A review of market access for non-small cell lung cancer epidermal growth factor receptor (EGFR)-mutated treatments shows that under the pharmacy benefit, about 59% of the lives under commercial formularies are covered with utilization management restrictions. Around 40% of the lives under Medicare formularies are not covered for at least one of the drugs.
Under the medical benefit, about 74% of the lives under commercial policies are covered with utilization management restrictions. Almost 63% of the lives under Medicare Part B policies have access to at least one of the drugs without utilization management restrictions.
For about 96% of the covered lives, payer pharmacy benefit formularies do not require step therapy (ST). Of the lives that require ST, about 8% require multiple steps. Around 82% of payer-controlled pharmacy benefit covered lives require prior authorization.
In December 2022, the FDA granted another indication to Foundation Medicine, Inc.’s FoundationOne Liquid CDx as a companion diagnostic to identify people with non-small cell lung cancer whose tumors have EGFR exon 19 deletions or exon 21 L858R substitutions and are appropriate for treatment with a group of current and future EGFR tyrosine kinase inhibitors approved by the FDA for this indication. The agency initially approved the test on Aug. 26, 2020. Current therapies for which the product is a companion diagnostic are Tagrisso (osimertinib) and Iressa (gefitinib), both from AstraZeneca, and Tarceva (erlotinib) from Genentech USA, Inc., a member of the Roche Group.
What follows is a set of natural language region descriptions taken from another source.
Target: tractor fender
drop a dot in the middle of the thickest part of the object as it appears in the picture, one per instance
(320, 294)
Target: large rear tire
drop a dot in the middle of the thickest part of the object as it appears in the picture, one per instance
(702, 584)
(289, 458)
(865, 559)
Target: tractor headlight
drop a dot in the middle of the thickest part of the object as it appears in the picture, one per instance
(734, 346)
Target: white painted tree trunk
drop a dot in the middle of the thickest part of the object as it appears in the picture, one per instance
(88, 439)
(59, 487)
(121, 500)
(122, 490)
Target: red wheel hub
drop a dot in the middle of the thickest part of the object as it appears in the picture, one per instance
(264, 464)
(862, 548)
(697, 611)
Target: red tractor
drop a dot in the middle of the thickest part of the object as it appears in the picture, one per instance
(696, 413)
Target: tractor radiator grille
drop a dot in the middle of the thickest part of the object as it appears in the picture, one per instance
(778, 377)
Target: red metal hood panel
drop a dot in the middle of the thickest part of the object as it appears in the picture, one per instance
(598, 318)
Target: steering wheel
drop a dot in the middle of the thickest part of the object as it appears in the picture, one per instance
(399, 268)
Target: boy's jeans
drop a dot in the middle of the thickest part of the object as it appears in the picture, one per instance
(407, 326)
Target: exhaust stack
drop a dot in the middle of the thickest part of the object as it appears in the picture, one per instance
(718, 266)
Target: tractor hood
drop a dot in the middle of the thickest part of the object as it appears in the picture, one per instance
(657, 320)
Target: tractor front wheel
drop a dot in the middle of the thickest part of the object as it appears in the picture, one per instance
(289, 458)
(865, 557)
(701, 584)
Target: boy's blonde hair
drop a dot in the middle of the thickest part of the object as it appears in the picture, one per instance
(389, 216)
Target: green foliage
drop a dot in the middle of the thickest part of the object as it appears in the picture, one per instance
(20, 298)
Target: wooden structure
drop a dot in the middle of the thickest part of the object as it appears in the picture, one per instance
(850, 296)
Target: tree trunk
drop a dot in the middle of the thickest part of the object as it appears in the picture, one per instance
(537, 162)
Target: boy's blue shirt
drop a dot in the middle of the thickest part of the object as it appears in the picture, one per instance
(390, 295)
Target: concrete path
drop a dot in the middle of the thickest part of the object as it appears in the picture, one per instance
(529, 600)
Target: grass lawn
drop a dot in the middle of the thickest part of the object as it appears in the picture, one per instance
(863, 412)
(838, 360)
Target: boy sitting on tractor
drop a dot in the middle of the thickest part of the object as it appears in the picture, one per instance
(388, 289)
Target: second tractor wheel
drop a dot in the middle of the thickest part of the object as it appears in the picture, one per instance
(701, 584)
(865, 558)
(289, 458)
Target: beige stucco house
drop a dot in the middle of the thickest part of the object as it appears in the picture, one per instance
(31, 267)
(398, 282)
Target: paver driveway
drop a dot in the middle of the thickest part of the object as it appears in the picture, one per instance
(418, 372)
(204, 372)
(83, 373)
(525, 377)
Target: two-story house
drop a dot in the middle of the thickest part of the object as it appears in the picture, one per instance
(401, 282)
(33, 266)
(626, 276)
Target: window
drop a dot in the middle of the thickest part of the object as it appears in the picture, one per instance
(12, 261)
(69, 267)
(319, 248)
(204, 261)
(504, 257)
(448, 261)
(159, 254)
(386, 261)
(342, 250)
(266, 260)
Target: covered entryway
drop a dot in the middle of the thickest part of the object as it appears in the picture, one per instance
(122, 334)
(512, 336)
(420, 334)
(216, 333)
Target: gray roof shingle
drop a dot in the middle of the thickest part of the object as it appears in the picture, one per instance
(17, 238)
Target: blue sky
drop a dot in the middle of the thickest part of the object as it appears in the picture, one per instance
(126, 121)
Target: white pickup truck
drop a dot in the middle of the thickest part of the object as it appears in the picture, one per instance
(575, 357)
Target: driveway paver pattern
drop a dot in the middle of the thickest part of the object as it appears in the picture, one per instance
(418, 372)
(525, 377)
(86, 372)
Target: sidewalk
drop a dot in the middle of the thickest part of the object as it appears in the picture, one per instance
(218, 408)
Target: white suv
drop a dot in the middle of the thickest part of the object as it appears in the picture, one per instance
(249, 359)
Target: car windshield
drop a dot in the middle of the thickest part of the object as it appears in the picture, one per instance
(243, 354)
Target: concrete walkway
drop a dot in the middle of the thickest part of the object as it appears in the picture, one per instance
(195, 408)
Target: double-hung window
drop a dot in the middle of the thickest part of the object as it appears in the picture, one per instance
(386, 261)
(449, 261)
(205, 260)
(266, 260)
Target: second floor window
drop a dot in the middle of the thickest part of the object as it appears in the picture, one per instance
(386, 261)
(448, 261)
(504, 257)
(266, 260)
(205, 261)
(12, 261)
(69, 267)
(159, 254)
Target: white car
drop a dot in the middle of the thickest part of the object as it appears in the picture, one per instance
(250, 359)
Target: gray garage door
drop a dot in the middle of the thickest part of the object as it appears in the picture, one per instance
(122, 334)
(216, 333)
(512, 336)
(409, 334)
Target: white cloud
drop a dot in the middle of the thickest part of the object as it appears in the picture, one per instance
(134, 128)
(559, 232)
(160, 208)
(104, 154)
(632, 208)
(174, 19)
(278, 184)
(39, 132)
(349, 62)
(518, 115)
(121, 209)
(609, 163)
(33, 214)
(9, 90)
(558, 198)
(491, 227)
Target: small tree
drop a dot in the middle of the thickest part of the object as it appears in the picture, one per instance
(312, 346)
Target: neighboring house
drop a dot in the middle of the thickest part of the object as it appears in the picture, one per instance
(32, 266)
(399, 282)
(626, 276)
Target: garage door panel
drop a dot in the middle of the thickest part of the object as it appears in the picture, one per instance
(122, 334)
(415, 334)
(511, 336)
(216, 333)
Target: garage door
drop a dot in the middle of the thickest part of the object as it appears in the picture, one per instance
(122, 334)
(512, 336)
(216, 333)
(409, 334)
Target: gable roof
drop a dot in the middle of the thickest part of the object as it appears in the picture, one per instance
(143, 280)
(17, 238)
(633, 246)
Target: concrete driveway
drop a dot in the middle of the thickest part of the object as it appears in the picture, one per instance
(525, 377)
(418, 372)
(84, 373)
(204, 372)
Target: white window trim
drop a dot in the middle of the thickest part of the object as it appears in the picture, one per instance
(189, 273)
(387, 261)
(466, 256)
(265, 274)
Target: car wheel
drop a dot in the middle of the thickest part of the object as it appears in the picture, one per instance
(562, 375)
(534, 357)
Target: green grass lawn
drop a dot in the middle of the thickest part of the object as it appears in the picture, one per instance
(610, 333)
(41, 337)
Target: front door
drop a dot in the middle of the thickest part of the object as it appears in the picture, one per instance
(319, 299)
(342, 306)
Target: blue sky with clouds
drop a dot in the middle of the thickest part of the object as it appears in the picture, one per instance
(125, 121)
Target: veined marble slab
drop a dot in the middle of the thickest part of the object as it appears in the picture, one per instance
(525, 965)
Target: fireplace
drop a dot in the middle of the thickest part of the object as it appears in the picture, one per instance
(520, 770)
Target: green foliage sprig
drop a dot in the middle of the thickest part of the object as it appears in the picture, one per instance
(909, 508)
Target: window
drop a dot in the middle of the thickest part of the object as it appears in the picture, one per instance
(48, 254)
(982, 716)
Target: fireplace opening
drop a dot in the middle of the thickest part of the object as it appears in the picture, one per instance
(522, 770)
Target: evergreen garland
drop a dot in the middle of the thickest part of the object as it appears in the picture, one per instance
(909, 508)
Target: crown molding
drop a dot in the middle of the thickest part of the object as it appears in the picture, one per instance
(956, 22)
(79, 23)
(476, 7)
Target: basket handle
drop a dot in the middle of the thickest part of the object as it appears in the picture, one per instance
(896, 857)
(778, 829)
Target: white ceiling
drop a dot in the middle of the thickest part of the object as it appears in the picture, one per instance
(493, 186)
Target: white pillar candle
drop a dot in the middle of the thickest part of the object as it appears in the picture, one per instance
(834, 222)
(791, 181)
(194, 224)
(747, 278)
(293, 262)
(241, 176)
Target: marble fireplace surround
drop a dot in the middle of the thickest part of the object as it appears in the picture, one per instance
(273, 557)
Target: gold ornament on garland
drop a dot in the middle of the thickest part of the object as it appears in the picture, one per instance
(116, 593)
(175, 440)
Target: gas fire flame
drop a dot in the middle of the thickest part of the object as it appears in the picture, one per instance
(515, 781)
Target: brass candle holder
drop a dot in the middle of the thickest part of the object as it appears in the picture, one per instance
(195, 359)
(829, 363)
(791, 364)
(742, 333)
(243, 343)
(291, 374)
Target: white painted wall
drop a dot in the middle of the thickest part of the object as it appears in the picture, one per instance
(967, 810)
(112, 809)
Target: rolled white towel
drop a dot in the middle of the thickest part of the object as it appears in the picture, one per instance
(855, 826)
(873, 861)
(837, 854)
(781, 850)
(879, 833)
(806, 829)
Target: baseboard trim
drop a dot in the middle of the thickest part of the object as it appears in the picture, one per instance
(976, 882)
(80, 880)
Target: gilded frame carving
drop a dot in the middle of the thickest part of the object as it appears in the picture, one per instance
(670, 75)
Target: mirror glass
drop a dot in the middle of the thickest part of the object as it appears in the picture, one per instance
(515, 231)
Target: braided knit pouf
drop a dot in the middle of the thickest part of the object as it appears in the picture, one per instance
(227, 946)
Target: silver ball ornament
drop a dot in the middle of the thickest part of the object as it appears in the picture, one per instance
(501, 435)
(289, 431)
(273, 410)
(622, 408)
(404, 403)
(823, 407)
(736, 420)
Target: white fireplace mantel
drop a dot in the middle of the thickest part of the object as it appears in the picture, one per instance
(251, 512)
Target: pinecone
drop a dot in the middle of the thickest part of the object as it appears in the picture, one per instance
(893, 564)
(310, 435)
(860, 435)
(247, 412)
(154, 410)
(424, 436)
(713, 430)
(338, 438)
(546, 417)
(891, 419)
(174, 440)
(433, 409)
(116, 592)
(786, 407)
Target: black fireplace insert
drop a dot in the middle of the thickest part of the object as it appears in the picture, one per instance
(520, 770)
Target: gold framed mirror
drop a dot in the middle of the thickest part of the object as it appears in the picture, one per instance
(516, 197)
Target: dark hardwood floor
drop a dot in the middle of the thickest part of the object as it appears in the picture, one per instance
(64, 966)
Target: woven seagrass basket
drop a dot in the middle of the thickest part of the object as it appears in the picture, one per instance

In March 2022, the FDA expanded the label of Foundation Medicine, Inc.’s FoundationOne CDx to be used as a companion diagnostic to identify people with non-small cell lung cancer (NSCLC) whose tumors have epidermal growth factor receptor exon 19 deletions or exon 21 (L858R) alterations and are appropriate for treatment with EGFR tyrosine kinase inhibitors approved for this indication. These deletions and substitutions account for about 85% of observed EGFR mutations in NSCLC, which themselves are the second most common oncogenic drivers in NSCLC. The agency first approved the test on Nov. 30, 2017.
In December 2021, the FDA granted premarket approval to Thermo Fisher Scientific’s Oncomine Dx Target Test as a companion diagnostic to help identify people with non-small cell lung cancer whose tumors have epidermal growth factor receptor (EGFR) exon 20-insertion mutations who may be candidates for treatment with Rybrevant (amivantamab-vmjw) from Janssen Biotech, Inc., a Johnson & Johnson company. The agency initially approved the test on June 22, 2017.
Market Events Drive Changes
In September 2021, the agency gave accelerated approval to Takeda Pharmaceutical Company Ltd.’s Exkivity (mobocertinib) for the treatment of adults with locally advanced or metastatic NSCLC with EGFR exon 20 insertion mutations as detected by an FDA-approved test whose disease has progressed on or after platinum-based chemotherapy. In May 2021, the agency gave accelerated approval to the Janssen Pharmaceutical Companies of Johnson & Johnson’s Rybrevant (amivantamab-vmjw) for the same indication.
Competitive Market Landscape
Many drugs to treat NSCLC are on the market today, and multiple ones are in Phase III trials. The discovery of genetic alterations that drive tumor growth has changed the clinical management of the disease and produced specific targeted therapies to treat the various genetic mutations.
Pharmacy, Medical Benefit Implications
The products in this indication are well-reimbursed by payers. There are medical and pharmacy policies written for most products in the class. Payer policies for lung cancer typically follow National Comprehensive Cancer Network (NCCN) guidelines. Payers usually have some type of decision support tool in place, which translates NCCN guidelines into an algorithm and walks the provider through what the next best treatment option would be. However, most payers often allow the final decision to rest with the provider and the patient.